Yeşilçam’ın son ustaları anılıyor
Türkiye Cumhuriyeti’nin ilk yıllarında sanatın her alanında önemli atılımlar gerçekleştirilirken, sinemaya gereken önem verilmediği söylenir. Kuşkusuz Mustafa Kemal sinemanın gücünün farkındaydı, ama sinema diğer sanat dallarına oranla çok daha büyük harcamalar gerektiren bir sanat dalıydı ve ülkede sinema endüstrisi adına hemen hiçbir şey yoktu. Dârülbedâyi’nin (Şehir Tiyatroları) Genel Sanat Yönetmeni Muhsin Ertuğrul’dan tiyatronun oyuncuları ile filmler çekmesi istendi. O da kolları sıvadı. Sovyetler Birliği ve Almanya’da yaptığı gözlemlerden yola çıkarak filmler yaptı.

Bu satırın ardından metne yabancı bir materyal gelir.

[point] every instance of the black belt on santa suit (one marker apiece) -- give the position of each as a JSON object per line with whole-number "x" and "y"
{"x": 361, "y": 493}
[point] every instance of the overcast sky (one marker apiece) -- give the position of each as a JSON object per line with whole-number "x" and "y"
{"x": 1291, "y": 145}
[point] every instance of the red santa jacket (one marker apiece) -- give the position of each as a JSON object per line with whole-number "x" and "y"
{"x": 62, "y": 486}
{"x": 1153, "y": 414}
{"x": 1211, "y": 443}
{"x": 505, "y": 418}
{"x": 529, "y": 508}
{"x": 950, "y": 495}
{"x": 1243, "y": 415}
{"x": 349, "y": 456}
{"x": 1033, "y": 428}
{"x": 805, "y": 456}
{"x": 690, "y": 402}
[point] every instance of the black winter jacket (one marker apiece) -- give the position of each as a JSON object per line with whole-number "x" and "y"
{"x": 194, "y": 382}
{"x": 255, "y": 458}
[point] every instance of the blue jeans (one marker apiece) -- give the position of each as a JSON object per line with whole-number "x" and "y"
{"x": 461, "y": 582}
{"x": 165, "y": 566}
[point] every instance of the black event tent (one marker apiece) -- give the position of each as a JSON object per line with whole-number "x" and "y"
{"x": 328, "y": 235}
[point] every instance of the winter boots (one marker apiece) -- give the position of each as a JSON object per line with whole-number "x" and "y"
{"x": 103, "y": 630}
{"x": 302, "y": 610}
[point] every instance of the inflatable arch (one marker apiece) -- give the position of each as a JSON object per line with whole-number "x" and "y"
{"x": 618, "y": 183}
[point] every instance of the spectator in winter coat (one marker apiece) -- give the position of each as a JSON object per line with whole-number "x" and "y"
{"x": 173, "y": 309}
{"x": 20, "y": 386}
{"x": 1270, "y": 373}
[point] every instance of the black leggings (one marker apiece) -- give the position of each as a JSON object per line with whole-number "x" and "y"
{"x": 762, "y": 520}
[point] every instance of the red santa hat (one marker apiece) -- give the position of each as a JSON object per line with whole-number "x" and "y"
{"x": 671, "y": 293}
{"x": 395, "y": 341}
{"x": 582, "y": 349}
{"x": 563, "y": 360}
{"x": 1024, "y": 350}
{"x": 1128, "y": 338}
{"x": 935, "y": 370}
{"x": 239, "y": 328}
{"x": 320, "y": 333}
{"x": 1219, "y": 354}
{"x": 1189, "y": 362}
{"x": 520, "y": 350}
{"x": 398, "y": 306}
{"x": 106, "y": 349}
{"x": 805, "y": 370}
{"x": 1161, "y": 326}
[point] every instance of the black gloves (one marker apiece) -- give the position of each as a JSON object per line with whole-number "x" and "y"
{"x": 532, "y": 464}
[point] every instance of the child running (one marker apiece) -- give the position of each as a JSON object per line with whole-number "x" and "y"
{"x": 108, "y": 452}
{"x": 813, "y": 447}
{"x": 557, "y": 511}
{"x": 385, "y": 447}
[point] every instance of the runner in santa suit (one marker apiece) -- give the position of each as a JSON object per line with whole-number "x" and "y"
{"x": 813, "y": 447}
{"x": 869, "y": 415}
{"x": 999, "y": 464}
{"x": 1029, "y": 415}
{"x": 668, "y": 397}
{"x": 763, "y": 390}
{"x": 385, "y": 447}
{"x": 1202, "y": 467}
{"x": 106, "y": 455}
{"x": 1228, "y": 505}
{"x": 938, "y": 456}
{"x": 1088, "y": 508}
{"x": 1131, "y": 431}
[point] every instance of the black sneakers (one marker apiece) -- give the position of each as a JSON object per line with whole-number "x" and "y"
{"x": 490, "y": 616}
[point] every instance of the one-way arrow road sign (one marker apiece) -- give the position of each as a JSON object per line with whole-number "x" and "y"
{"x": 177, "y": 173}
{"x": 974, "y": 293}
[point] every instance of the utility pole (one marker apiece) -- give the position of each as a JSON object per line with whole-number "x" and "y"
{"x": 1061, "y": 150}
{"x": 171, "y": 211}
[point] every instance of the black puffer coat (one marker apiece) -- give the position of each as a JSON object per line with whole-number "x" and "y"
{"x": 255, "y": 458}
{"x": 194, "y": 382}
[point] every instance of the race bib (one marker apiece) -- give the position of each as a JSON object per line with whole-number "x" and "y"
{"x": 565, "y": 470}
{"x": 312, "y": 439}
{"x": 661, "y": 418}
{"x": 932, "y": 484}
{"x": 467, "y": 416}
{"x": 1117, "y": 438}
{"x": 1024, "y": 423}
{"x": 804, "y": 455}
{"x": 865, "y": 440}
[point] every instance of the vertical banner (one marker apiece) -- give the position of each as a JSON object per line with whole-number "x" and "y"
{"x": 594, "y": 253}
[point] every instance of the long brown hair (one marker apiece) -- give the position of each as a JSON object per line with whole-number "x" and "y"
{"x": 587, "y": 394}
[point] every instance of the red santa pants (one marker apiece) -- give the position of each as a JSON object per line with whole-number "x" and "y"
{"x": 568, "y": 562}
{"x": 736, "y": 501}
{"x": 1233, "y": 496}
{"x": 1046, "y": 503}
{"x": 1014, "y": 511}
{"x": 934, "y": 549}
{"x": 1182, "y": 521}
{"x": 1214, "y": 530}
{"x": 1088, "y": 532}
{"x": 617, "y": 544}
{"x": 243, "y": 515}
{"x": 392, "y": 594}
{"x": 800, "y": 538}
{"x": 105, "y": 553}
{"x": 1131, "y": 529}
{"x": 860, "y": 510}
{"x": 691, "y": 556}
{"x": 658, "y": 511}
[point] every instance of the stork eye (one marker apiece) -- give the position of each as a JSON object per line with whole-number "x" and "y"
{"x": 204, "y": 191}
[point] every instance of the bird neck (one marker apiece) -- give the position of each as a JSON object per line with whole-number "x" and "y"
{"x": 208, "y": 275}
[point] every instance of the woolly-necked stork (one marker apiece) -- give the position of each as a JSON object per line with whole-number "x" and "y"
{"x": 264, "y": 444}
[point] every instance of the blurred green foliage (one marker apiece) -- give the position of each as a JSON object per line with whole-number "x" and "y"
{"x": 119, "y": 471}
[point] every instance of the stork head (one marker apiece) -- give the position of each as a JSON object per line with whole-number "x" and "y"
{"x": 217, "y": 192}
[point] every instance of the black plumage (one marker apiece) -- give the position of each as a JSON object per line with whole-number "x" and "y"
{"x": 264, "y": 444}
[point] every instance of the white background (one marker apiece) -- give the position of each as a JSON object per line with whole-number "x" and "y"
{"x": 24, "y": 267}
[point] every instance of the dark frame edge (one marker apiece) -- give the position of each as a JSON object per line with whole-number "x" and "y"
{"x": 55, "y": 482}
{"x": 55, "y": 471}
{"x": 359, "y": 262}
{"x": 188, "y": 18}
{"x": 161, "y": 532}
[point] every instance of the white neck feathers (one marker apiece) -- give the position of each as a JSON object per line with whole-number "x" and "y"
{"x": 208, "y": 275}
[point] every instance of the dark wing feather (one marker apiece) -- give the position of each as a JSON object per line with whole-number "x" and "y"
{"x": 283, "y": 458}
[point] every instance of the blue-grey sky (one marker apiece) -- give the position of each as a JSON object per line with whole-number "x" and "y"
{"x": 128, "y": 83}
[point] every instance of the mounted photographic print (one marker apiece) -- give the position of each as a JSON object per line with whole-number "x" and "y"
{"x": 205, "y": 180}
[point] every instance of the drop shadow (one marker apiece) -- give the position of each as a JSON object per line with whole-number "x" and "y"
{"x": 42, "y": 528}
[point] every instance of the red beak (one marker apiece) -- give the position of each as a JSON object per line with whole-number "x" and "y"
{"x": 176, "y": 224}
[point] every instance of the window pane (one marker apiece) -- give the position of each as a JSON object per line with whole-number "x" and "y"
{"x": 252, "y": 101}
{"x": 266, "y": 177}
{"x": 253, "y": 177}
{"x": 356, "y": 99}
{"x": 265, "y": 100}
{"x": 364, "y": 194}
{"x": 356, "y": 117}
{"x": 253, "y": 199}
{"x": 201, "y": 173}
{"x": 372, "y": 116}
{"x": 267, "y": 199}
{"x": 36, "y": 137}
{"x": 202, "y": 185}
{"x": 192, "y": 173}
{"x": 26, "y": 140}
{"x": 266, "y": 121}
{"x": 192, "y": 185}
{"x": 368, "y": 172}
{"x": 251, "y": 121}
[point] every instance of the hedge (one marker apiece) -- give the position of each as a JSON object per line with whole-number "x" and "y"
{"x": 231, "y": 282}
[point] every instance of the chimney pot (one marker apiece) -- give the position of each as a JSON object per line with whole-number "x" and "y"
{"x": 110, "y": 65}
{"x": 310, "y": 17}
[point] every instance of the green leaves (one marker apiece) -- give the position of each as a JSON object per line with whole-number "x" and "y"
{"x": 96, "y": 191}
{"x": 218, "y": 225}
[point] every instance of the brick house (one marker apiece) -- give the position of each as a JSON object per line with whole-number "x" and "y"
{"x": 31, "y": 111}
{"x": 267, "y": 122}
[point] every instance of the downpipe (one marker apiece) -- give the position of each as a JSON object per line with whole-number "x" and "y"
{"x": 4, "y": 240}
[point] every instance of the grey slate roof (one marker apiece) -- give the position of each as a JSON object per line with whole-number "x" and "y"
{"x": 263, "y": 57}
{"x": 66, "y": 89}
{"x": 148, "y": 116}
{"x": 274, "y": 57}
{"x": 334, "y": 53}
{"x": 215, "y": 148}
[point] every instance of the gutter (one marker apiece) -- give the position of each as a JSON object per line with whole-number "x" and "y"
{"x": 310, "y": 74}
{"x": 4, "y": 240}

Sinemamızın kuruluş yıllarının en önemli filmlerinden biridir ‘Aysel Bataklı Damın Kızı.’ Sinematek/Sinema Evi’nin girişimi, Kurukahveci Mehmet Efendi’nin desteği ile restorasyonu yapılan film, İstanbul’dan sonra 5. Uluslararası Film ve Müzik Festivali kapsamında İzmirli sinemaseverlerle buluşacak. Filmin müzikleri büyük bestecimiz Cemal Reşit Rey’in imzasını taşıyor. Sanırım, o dönemin seyircisinin bu müziği kaldıramayacağını düşünülmüş olmalı ki, Rey’in müziği yerine türküler konularak gösterilmiş film. Neyse ki, restore edilen kopyada bestecinin özgün müziklerini dinleme şansına kavuşacağız. İlk renkli filmimiz ‘Halıcı Kız’ da Ertuğrul’un imzasını taşır. Belki ona da el atacak bir hayırsever bulunur. Sinema mirasımızı korumakta dünyanın çok gerisindeyiz. Ülkemizin tek film arşivi olan Mimar Sinan Üniversitesi arşivi şu an depolarda yeni bir bina yapılmasını bekliyor.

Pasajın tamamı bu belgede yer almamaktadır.